Plaintext key format
New keys are issued as:
ath_{public_id}.{secret}The current implementation in src/api/admin/mod.rs generates:
public_id: the first 16 hex characters of a UUID v4 stringsecret: two UUID v4 strings concatenated together
That means a newly created key looks like a short lookup prefix plus a long secret, for example:
ath_abcd1234efab5678.59f0d9f7d5e44f86a0d6d488c2b8d0a94b6b3b4b4b4f4a3b86d651a1f0f048cThe full plaintext key is returned once during POST /admin/api-keys and is
not retrievable later. Athena stores the lookup and verification material, not
the secret itself.
What Athena stores
The main persisted fields are:
| Field | Purpose |
|---|---|
id | External UUID returned by admin APIs |
public_id | Short lookup identifier embedded in the plaintext key |
client_name | Optional binding to one logical X-Athena-Client |
key_salt | Per-key salt used during verification |
key_hash | SHA-256 digest of key_salt:secret |
is_active | Soft lifecycle toggle |
expires_at | Hard expiration cutoff |
last_used_at | Updated asynchronously after auth attempts |
virgin_mode and related fields | Lock-in and IP learning state |
Athena also stores right grants in api_key_right_grants, reusable right
definitions in api_key_rights, and optional IP policy rows in
api_key_ip_whitelist, api_key_ip_blacklist, and api_key_ip_seen.
Validation lifecycle
At runtime, authorize_gateway_request does not compare the caller's secret to
stored plaintext. It:
- Extracts the
public_idandsecretfromX-Athena-Key. - Loads the stored row with
get_api_key_by_public_id. - Recomputes the expected digest from
key_saltand the presented secret. - Rejects or continues based on active state, expiration, client binding, rights, and IP policy.
Lifecycle states
Athena treats a key as valid only when all of these conditions pass:
- The key has the right
ath_{public}.{secret}shape. public_idresolves to a stored row.- The recomputed hash matches
key_hash. is_activeis true.expires_atis unset or in the future.- If
client_nameis set, it matches the request'sX-Athena-Client. - The key has all required rights.

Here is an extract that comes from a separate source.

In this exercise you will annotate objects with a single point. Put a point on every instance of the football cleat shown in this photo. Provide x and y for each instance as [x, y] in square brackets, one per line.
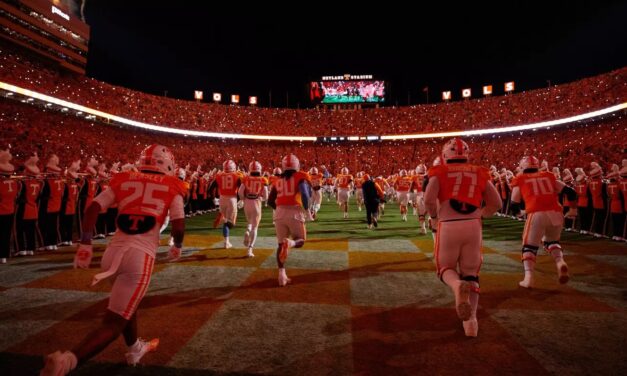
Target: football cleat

- The IP policy allows the caller.
The most common state changes are:
| Change | Result |
|---|---|
PATCH /admin/api-keys/{id} with is_active: false | Runtime auth starts returning Inactive API key |
| Expiration time passes | Runtime auth starts returning Expired API key |
DELETE /admin/api-keys/{id} | Lookup by public_id stops finding the record |
| Successful auth | last_used_at is touched asynchronously |
Create response shape
curl -X POST "http://localhost:4052/admin/api-keys" \
-H "X-Athena-Admin-Key: $ATHENA_KEY_12" \
-H "Content-Type: application/json" \
-d '{
"name": "analytics-worker",
"client_name": "analytics",
"rights": ["gateway.query"]
}'Typical response fields:
{
"status": "success",
"message": "Created API key",
"data": {
"api_key": "ath_abcd1234efab5678.secret",
"record": {
"id": "uuid",
"public_id": "abcd1234efab5678",
"client_name": "analytics",
"is_active": true,
"rights": ["gateway.query"]
}
}
}Constraints to remember
POST /admin/api-keysrequires the static admin secret, not a gateway key.- Keys are currently looked up by
public_id, so exposing the prefix is fine; the secret still must matchkey_hash. - Right names must already exist in
api_key_rights, or creation/update fails. - Runtime gateway auth currently reads
X-Athena-Keyviaextract_gateway_api_key.